FIGS. 5 and 6 are graphs respectively showing the omni-directional radiation characteristics of the conventional helical antenna formed into a cylindrical winding coil (FIG. 5) and the helical antenna formed into a conical winding coil, according to the embodiment of the present invention (FIG. 6). As noted from FIGS. 5 and 6, both the antennas are almost the same in terms of antenna radiation characteristics in free space. That is, there is little difference between the antenna gains of the two antennas.

FIGS. 7 and 8 are graphs respectively showing the impedance matching states of the conventional helical antenna formed into a cylindrical winding coil (FIG. 7) and the helical antenna formed into a conical winding coil, according to the embodiment of the present invention (FIG. 8) when a user touches the caps of the helical antennas with his finger during a call.

Referring to FIG. 7, the VSWR of the conventional helical antenna is about 6. This implies that little impedance is matched and thus the conventional antenna's characteristics to operate reliably have deteriorated significantly.
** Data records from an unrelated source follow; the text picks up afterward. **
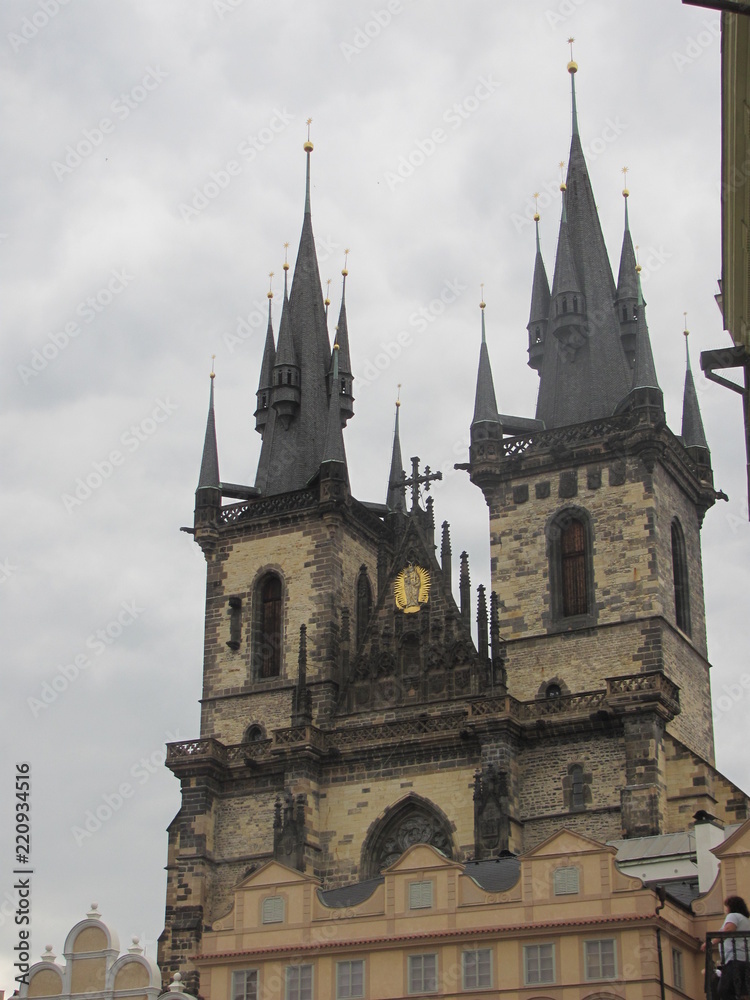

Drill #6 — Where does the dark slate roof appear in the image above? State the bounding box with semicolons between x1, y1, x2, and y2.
385;403;406;514
644;878;701;910
682;337;708;451
464;854;521;892
472;309;498;424
318;876;385;909
527;219;550;329
198;374;221;490
536;71;631;428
On the contrary, the VSWR of the helical antenna, according to the embodiment of the present invention, is 3 or below. Therefore, the deterioration of antenna characteristics caused by contact between the helical antenna and a human body is minimized or prevented in the embodiment of the present invention.
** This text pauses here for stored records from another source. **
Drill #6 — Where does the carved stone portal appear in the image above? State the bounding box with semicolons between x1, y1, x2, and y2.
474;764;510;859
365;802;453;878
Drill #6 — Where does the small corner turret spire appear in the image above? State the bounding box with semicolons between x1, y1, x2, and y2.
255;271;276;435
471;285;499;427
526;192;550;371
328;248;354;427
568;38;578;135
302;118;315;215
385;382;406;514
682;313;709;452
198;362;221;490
As described above, the helical antenna formed into a conical winding coil according to the embodiment of the present invention is similar to the conventional helical antenna formed into a cylindrical winding coil in terms of impedance matching states and antenna radiation characteristics in free space. Even when a human body contacts the cap of the helical antenna during a call, the helical antenna of the present invention maintains the antenna characteristics as in free space, as compared to the conventional helical antenna, which exhibits significant deterioration of its operational characteristics.

While the invention has been shown and described with reference to a certain preferred embodiment thereof, it will be understood by those skilled in the art that various changes in form and details may be made therein without departing from the spirit and scope of the invention as defined by the appended claims.

Claims

1. A helical the antenna structure for a mobile terminal, comprising:

a cap protruding from an upper end of the mobile terminal; and

a winding coil formed within the cap, which is spaced from an outer surface of the cap substantially the same distance with respect to a bottom part of the cap to a top part of the cap.
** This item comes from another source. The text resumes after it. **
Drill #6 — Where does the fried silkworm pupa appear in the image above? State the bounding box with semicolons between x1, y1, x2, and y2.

2. The helical antenna structure of claim 1, wherein the winding coil is formed into a cone shape with a diameter decreased by a predetermined value at every turn from the bottom part to the top part of the cap.

3. A helical antenna structure for a mobile terminal, comprising:

a cap protruding from an upper end of the mobile terminal; and

a winding coil disposed within the cap and formed into a cone shape with a diameter decreased by a predetermined value at every turn from a bottom part to a top part of the cap so as to be spaced from an outer surface of the cap substantially the same distance from the bottom part of the cap to the top part of the cap.

4. A helical antenna structure for a mobile terminal comprising:

a substantially conical shaped cap protruding from the terminal; and

a substantially conical shaped coil disposed in said cap;

wherein a distance between an outer surface of the cap and the coil remains substantially the same from a bottom end of the cap and coil adjacent the terminal to a top end of the cap and coil remote from the terminal.